Dans le Poitou, du brouillard sort la lumière. Nous marchons boulevard des Dunes qui offre le plus beau panorama sur la ville où je vis. Mais quel brouillard ce matin ! un brouillard ouaté, grisâtre, aqueux qui dissimule la ville et le Clain. Déception. Quand va-t-il se dissoudre ? Si seulement l’approche de midi pouvait le chasser dans ce moment magique où la lumière infuse, le transformant en brume dorée qui se lève d’un coup. Ce serait beau pour ma sœur qui vient de si loin et pour moi qui voudrais abolir la distance qui s’est créée entre nous au fil des années.

Nous marchons. Nous avons pris ce pli depuis quelques jours, instinctivement, sans vraiment nous concerter. Marcher dans la ville nous calme, nous apaise. Telles des pèlerines dans la ville médiévale, nous recherchons les églises, les rues, les bâtiments, les commerces qui jalonnèrent la vie de notre mère.  Elle marche d’un pas sûr et rapide, moi je m’efforce de la suivre accélérant, ralentissant, essoufflée. C’est notre façon de nous relier à elle. À l’EHPAD, ils nous disent que oui elle peut partir d’un instant à l’autre, d’un jour à l’autre et qu’il ne faut pas trop nous éloigner. Impossible de rester toute la journée auprès d’elle. Nous la veillons le soir. Lucide elle nous voit, nous lui sourions, nous prenons ses mains dans les nôtres, nous lui parlons doucement. Elle évoque les lieux de son enfance. Ensemble, nous la suivons, longeant prés et champs près de l’abbaye du Pin, cherchant le gué qu’elle franchissait à cinq ans pour aller à l’école primaire. Nous le traversons avec elle. Elle raconte la trombe d’eau, le grand « rabois » qui lui est tombé dessus un jour, le ru transformé en torrent, impossible à franchir. Le brave paysan qui passait par là, la souleva et tel Saint Christophe portant l’Enfant Jésus, la déposa sur l’autre rive. Ainsi, guidées, ma sœur et moi, nous remontons le temps, marchant vers un monde ancien qui va disparaître d’un instant à l’autre . 

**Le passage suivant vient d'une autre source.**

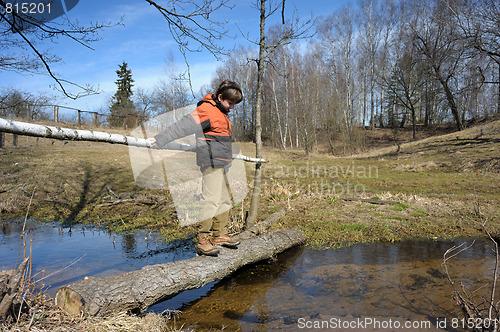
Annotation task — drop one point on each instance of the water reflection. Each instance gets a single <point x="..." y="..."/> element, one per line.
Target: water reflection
<point x="68" y="254"/>
<point x="402" y="282"/>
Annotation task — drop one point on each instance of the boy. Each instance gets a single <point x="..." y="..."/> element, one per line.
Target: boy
<point x="214" y="156"/>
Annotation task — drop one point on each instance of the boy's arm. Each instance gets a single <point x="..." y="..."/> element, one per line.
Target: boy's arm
<point x="186" y="126"/>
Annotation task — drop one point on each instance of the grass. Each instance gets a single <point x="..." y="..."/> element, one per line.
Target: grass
<point x="434" y="183"/>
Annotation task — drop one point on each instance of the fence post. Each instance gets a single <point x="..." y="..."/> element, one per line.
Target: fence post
<point x="56" y="114"/>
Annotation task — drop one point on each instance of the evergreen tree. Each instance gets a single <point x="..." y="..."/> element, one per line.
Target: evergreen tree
<point x="122" y="102"/>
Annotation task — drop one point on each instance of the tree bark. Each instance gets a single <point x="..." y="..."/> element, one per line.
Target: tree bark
<point x="254" y="203"/>
<point x="137" y="290"/>
<point x="36" y="130"/>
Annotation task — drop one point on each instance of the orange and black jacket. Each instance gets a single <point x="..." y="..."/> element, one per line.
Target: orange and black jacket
<point x="211" y="125"/>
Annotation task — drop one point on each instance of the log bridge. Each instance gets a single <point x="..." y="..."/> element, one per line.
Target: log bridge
<point x="135" y="291"/>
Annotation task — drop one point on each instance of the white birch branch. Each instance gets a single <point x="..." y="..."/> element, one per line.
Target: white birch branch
<point x="37" y="130"/>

Pour la retenir un peu, je veux retourner aux origines, marcher vers le faubourg de Montbernage. La maison où elle a vécu jeune femme est toujours là, la porte a changé de couleur. J’ai le souffle court, la tête brumeuse. Ce n’est pas encore le chagrin. Tu voudrais faire quoi ? Frapper à la porte, entrer, retrouver la cuisine, le sol aux carreaux rouges, la cuvette de la vaisselle, la cuisinière. Descendre à la cave qui donnait sur un jardinet. Il n’y a plus de jardin. Il n’y a plus de dahlias. Les Ponts et chaussées ont raboté le jardin pour faciliter la circulation des voitures. Redevenir une petite fille, tenir à pleines mains le tissu de sa robe surtout la blanche et bleue à rayures. Celle de l’été quand le store en bois filtre la lumière. Est-ce que le monde ancien était plus habitable pour l’âme des êtres humains ?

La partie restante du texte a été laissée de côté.